Now, the wick is arranged in a vertical disposition, and an appropriate solvent, for example glycerol and water mixed in equal parts, is allowed to rise by capillary action from the bottom of the wick to the top. The wick is then removed and dried and it will be understood that the distribution of labelled E3G in the wick reflects the amount of unlabelled E3G initially present.
This was conveniently determined by running the wick again in a suitable buffer solution.
Chromatography is then effected in a counting vial insert, taking about 5 to 10 minutes. After being taken from the vial, the wick was cut into pieces 0.5 cm2, and the radioactivity content of each such piece was determined after addition of NE 260 Scintillation Fluid (4 ml). The total number of counts initiaily applied was determined as the sum of that in the separate parts. The % of the total present in each piece was then calculated, and plotted against its position in the original wick.
It will be appreciated that as the mixed solution of labelled and unlabelled E3G (which may, if desired, have been premixed with the glycerol/water solvent instead of being spotted as described above) moves through the wick, carried by the solvent, both labelled and unlabelled E3G is removed from the solution by combination with the immobilised antibodies, and that the proportion of labelled E3G molecules removed depends on the amount of unlabelled E3G molecules present. For different amounts of unlabelled E3G, a fixed amount of labelled E3G will show an altered distribution along the wick.
The described technique is a very simple, quick and convenient method for the assay of the antigen. The method eliminates the need for an incubation period, and for separation of free from bound antigens. These steps are replaced by the described chromatography.
The method of the invention can be used in connection with a wide range of antigens, such assteroids, progesterones, hormones, and insulin. In contrast with electrophoretic methods, it can be used with electrically-uncharged antigens, and it can be employed with small antigens. The invention, because of its simplicity and particularly the avoidance of a need to separate free from bound antigens at any stage, provides a method which its easily automatable. A further advantage is that it is a simple matter to combine several assays for different antigens in a single operation.
In this last mentioned method a single wick might be used with different sections having antibodies corresponding to the different assays. It is to be noted that the parameter to be measured is not enzyme activity, radio activity or other qualitative property arising from the labelling; the parameter to be measured is the distance travelled along the matrix.

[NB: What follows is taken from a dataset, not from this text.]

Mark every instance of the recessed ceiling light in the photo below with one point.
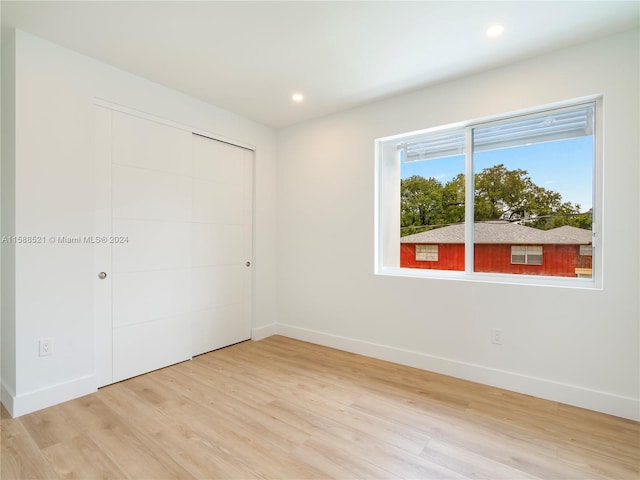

In carrying the invention into effect, the labelling of the labelled antigen may be achieved in ways other than tritiation. For instance it could be coupled to an enzyme or a light-emitting enzyme such as luciferase or to a fluorescent agent, so that evaluation thereof may be effected by photometric techniques. It may even be feasible to incorporate an electronic sensor capable of switching transistors or gates incorporated into the matrix to enable the result to be derived directly from the matrix. Other variations are possible.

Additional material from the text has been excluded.